Fortunately, she also knew how to make black rice, also known as diri djon-djon, a dish I’d never seen made from scratch. The mushrooms are soaked and strained, and the dark water is later used to both color and flavor the rice, along with Scotch bonnets, garlic, cloves and thyme. Aunt Margaret enlisted her daughter, my cousin Josiane Moise, to help her strain the mushrooms until the water was perfectly clear.
Josiane, a doctoral candidate in clinical psychology at George Washington University, considers herself a kitchen novice. “I’ve been saying forever in my head I need to learn from my mom to cook Haitian food, and I never do,” she confessed. “I think today was a good start.” On her left wrist, she sports a tattoo of the Haitian flag’s motto, “L’union fait la force.” (Unity makes strength.)
Missing from the festivities were Haitian patties, rarely made by home cooks. A ubiquitous appetizer at gatherings from Christmas to graduations to baptisms, patties are labor-intensive. Enter the Haitian bakery. From six people, I got six different New York-area recommendations, and each one insisted that his or her choice was the only one worth visiting.
“If you’re more familiar with Jamaican patties, the Haitian patty is more of a puff pastry,” said Michael Clervoix, an owner and the manager of Le Bon Pain Bakery in Queens Village. (Jamaican patties are encased in a short dough that is closer to pie crust.) “The flake is just as important as the actual meat.”
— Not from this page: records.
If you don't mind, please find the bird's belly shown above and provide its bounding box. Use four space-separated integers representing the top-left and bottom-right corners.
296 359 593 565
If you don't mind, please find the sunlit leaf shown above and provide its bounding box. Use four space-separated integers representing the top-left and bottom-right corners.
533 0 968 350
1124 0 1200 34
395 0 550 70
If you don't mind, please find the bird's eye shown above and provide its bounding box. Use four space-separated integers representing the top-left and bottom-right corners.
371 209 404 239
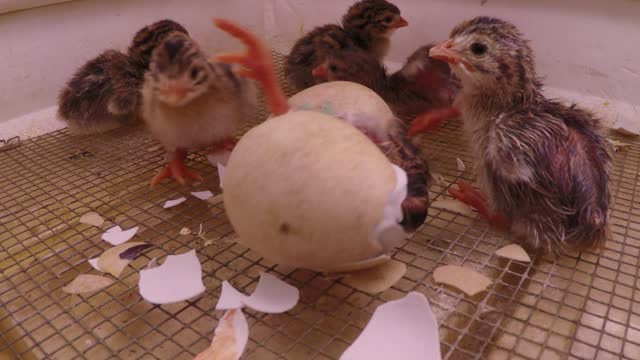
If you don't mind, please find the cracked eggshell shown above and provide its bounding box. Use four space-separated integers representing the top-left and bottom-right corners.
224 111 398 271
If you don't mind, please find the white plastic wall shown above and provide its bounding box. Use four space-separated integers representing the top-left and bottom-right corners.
0 0 640 138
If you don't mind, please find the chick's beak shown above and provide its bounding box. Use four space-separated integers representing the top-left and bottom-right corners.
391 16 409 29
311 64 329 79
429 40 462 65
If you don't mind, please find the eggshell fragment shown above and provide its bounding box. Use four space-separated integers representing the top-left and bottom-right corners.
138 250 205 304
98 242 146 278
431 199 474 216
87 258 104 272
102 226 138 245
495 244 531 262
62 274 113 294
163 197 187 209
244 273 300 314
343 260 407 294
80 211 104 227
340 292 441 360
433 265 492 296
194 309 249 360
191 190 213 200
216 273 300 314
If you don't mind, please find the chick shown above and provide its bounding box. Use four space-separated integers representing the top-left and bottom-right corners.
142 31 257 186
416 17 611 252
215 20 431 232
311 46 459 118
58 50 144 134
58 20 186 133
284 0 408 90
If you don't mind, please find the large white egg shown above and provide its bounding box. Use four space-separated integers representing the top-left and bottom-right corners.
223 111 406 271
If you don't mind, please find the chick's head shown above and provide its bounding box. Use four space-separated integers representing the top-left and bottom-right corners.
150 32 212 107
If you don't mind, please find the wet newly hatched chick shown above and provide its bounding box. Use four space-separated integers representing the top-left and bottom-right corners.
312 47 459 118
142 32 257 186
420 17 610 252
58 20 186 133
284 0 408 90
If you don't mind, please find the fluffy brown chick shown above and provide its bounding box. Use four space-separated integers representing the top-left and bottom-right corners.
142 32 256 186
284 0 408 90
312 46 459 118
431 17 610 252
58 20 186 133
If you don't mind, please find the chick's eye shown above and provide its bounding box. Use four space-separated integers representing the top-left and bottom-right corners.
191 68 200 80
469 43 487 55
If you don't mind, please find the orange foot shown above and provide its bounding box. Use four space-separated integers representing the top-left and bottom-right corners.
449 180 511 231
409 107 460 136
214 19 289 116
151 150 202 187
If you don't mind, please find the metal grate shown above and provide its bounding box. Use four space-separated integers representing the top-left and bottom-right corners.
0 55 640 359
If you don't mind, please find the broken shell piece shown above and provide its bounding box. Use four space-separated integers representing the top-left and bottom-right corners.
120 244 153 261
340 292 441 360
216 280 248 310
433 265 492 296
431 199 474 216
87 258 104 272
98 242 146 277
244 273 300 314
163 197 187 209
138 250 205 304
80 211 104 227
194 309 249 360
495 244 531 262
344 260 407 294
62 274 113 294
102 226 138 245
191 190 213 200
216 273 300 314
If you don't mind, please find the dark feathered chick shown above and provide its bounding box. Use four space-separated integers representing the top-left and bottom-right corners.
284 0 407 90
424 17 610 252
142 32 257 186
58 20 186 133
312 46 459 118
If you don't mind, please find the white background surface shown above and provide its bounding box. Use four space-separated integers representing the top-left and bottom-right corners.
0 0 640 138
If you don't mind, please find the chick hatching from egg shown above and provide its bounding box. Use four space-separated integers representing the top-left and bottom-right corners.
416 17 610 252
311 47 459 118
142 32 256 186
58 20 187 133
284 0 408 90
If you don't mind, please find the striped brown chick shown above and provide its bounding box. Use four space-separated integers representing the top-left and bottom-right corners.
311 47 459 119
422 17 611 252
284 0 407 90
58 20 186 134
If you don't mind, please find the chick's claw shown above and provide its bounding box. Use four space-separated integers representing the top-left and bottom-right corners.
448 181 511 231
151 153 203 187
214 19 289 115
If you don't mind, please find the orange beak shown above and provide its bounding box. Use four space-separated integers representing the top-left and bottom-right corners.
391 16 409 29
311 64 329 79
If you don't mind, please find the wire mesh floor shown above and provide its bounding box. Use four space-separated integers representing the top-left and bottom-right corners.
0 56 640 360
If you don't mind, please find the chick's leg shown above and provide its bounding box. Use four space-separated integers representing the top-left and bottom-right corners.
151 149 202 187
409 107 460 136
449 181 511 231
214 19 289 116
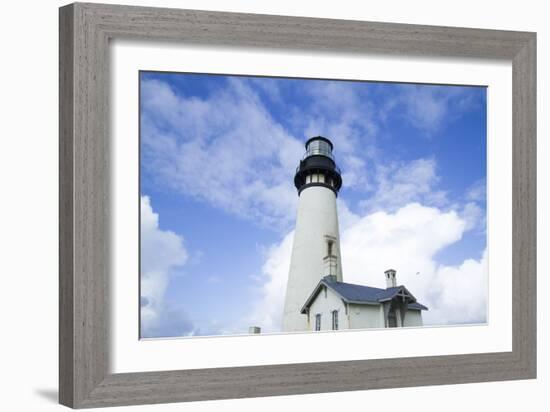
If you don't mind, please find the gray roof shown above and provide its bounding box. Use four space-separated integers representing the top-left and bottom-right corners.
302 276 428 313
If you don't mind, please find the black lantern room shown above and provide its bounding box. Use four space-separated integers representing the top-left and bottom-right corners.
294 136 342 195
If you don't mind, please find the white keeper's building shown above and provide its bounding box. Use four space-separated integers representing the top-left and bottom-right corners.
283 136 428 332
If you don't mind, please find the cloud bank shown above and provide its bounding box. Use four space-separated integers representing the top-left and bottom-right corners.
253 203 488 332
141 196 193 338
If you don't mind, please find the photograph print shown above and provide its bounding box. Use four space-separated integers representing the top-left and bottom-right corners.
137 71 489 339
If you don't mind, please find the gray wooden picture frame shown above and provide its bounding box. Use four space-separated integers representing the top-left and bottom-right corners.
59 3 536 408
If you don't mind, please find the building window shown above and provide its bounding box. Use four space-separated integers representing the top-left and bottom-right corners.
388 305 397 328
332 310 338 330
315 313 321 331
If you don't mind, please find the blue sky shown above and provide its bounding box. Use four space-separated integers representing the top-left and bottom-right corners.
140 72 486 337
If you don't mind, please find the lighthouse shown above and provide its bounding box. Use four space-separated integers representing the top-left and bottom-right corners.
283 136 342 332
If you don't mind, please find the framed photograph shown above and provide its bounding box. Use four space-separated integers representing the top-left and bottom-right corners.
59 3 536 408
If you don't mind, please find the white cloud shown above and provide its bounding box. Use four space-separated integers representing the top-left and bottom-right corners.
249 203 487 331
141 196 193 337
382 84 484 136
240 231 294 332
360 158 447 211
142 79 304 228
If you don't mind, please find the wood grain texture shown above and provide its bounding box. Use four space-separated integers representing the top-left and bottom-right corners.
59 3 536 408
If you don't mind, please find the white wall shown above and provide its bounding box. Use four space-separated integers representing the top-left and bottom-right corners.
349 305 384 329
403 310 422 327
308 289 349 330
0 0 550 412
283 186 342 332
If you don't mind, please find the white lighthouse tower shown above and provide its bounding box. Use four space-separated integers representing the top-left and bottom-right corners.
283 136 342 332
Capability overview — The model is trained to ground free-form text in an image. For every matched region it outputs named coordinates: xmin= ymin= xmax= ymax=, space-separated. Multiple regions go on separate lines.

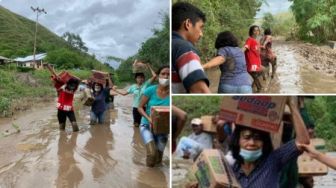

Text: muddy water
xmin=0 ymin=94 xmax=169 ymax=188
xmin=206 ymin=41 xmax=336 ymax=94
xmin=266 ymin=41 xmax=336 ymax=93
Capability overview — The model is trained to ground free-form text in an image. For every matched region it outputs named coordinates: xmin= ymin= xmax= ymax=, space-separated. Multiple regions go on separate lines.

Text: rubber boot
xmin=146 ymin=140 xmax=157 ymax=167
xmin=60 ymin=123 xmax=65 ymax=130
xmin=156 ymin=150 xmax=163 ymax=164
xmin=71 ymin=122 xmax=79 ymax=132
Opened in 1988 by Clervoix’s parents, George and Ghislaine, Le Bon Pain has developed a clientele beyond the Haitian community; that has led to offerings beyond the traditional fillings of chicken, herring, beef or cod.
“People are getting addicted to that crust and liking the taste even without meat, so now we’re selling spinach, meatless,” said Mr. Clervoix, who splits his time between the bakery and a career in music production. “People really enjoy the puff pastry.”
Back at my family’s table, we cousins shared the skills we had developed as children to spot which patties were filled with herring (which we feared) and which were filled with beef (which we loved). Our conversation about Haitian food continued long after the last plates had been cleared.